Again, abortions that happen later in pregnancy are not common and happen "less frequently than early abortion in the first trimester," Dragoman says. They're also "more stigmatized."

"Laws that restrict gestational age for abortion fail to account for the myriad unique and deeply personal circumstances pregnant people, frequently with the support of their families and physicians, must navigate in the face of an unwanted pregnancy, fetal medical conditions or when continuing pregnancy poses a threat to physical or mental health," she says.

Dragoman stresses that "decisions about abortion at any time during pregnancy are anything but casual" and that patients who seek them "are thoughtful and intentional and frequently hold a number of emotions in conflict at the time of their abortion, while also being certain about what is right for themselves and their future — which may include their current or potential future families."

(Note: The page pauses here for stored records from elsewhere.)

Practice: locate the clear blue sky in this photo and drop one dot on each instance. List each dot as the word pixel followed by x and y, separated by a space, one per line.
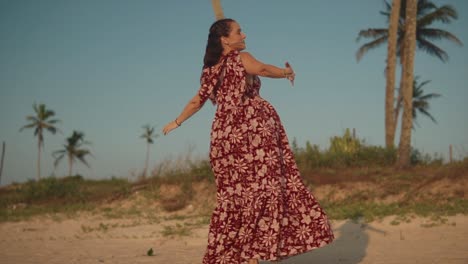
pixel 108 67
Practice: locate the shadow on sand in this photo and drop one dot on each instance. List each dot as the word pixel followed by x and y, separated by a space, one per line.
pixel 349 246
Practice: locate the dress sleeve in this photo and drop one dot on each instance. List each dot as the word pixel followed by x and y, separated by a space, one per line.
pixel 207 85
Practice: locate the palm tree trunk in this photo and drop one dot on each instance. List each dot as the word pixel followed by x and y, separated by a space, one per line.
pixel 146 162
pixel 404 149
pixel 390 119
pixel 1 162
pixel 218 10
pixel 39 159
pixel 70 165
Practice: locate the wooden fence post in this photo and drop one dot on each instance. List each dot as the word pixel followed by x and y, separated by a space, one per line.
pixel 1 161
pixel 450 153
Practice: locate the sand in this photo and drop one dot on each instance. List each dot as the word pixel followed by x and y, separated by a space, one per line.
pixel 87 239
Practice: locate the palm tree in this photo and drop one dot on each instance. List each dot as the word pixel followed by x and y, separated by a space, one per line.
pixel 427 14
pixel 390 71
pixel 421 100
pixel 73 150
pixel 404 148
pixel 40 122
pixel 148 136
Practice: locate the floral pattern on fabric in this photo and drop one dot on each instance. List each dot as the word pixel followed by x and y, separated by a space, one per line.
pixel 263 210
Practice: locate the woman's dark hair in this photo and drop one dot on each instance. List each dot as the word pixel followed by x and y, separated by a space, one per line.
pixel 214 48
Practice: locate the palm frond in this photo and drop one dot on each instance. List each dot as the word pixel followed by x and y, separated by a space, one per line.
pixel 27 126
pixel 432 49
pixel 426 113
pixel 429 96
pixel 59 158
pixel 424 6
pixel 444 14
pixel 372 33
pixel 438 34
pixel 368 46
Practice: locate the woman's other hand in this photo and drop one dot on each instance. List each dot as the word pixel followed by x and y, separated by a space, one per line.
pixel 290 74
pixel 169 127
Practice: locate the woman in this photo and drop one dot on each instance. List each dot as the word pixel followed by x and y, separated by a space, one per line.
pixel 263 210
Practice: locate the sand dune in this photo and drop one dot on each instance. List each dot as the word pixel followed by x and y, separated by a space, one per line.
pixel 92 239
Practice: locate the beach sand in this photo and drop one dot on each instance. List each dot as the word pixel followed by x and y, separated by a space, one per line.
pixel 87 239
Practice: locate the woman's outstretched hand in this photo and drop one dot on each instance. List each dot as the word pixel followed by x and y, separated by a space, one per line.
pixel 290 73
pixel 169 127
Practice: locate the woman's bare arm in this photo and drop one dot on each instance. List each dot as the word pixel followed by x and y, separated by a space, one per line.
pixel 191 108
pixel 255 67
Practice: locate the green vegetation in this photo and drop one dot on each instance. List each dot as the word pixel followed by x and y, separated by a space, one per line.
pixel 351 180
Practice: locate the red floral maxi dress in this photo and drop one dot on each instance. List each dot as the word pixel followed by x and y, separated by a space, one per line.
pixel 263 210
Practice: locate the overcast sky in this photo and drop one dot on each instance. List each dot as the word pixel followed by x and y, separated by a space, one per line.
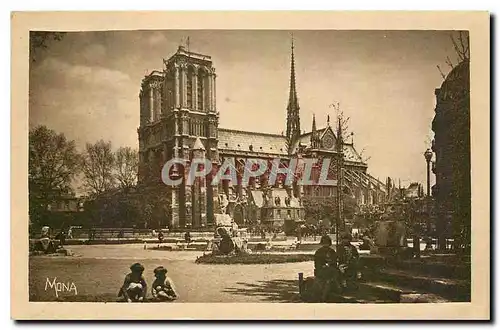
pixel 87 85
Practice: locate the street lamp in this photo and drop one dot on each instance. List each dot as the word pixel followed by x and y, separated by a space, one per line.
pixel 428 156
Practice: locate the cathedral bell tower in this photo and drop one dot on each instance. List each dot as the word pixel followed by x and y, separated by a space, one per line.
pixel 293 117
pixel 190 112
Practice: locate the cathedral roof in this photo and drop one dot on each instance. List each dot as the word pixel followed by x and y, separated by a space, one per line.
pixel 256 142
pixel 243 141
pixel 198 145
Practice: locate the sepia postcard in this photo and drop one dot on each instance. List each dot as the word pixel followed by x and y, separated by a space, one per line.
pixel 250 165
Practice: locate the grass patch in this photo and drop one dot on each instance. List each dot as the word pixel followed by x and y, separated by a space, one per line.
pixel 257 258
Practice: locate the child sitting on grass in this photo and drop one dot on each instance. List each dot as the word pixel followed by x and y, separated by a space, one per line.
pixel 134 286
pixel 163 288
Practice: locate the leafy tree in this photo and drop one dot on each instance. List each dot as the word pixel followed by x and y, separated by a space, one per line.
pixel 127 166
pixel 52 165
pixel 97 166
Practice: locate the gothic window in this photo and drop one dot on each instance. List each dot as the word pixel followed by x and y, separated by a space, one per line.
pixel 156 104
pixel 199 92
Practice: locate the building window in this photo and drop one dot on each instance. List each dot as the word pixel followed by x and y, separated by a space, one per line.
pixel 189 87
pixel 199 91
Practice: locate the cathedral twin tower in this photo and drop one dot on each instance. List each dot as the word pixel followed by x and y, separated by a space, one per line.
pixel 179 119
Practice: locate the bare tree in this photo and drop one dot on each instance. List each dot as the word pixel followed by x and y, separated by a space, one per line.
pixel 97 166
pixel 52 165
pixel 40 40
pixel 461 46
pixel 126 166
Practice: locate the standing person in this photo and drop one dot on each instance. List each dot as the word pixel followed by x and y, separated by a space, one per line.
pixel 325 268
pixel 134 286
pixel 163 288
pixel 348 260
pixel 187 237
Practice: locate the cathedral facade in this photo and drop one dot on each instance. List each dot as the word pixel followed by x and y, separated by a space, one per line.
pixel 179 119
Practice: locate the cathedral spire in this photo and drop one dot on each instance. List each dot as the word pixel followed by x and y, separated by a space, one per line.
pixel 293 118
pixel 314 134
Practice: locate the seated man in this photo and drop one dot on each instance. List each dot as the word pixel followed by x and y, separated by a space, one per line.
pixel 163 288
pixel 134 286
pixel 348 260
pixel 325 268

Delayed access to care can also lead to someone receiving an abortion later in pregnancy, Christensen says. "Examples include laws that push care out of reach, logistical obstacles like travel or child care, or financial barriers like raising money for the procedure," she says.

Who typically gets later abortions and how common are they in reality?

These abortions are not common, Gunter says. "Less than 1% of abortions happen at or after 21 to 22 weeks," she says.

As for who gets these later abortions, experts say it depends. "Abortion bans have a disproportionate impact on groups that are overrepresented among later abortion seekers and abortion seekers more broadly, particularly women of color and especially Black women, women who are young, have limited financial resources, who have to travel farther to reach care and who have discovered their pregnancy later," Christensen says. "These are characteristics of populations already overburdened by institutional and systemic inequity."

Some of these abortions are also in pregnant people who discovered their baby has a fetal anomaly, Gunter says, meaning the fetus developed an unexpected condition. But abortions after 24 weeks are "very rare" and "only legal in some states," Gunter points out. "As they are very expensive, the idea that people are lining up for abortions 'just because' is absurd and insulting," she says.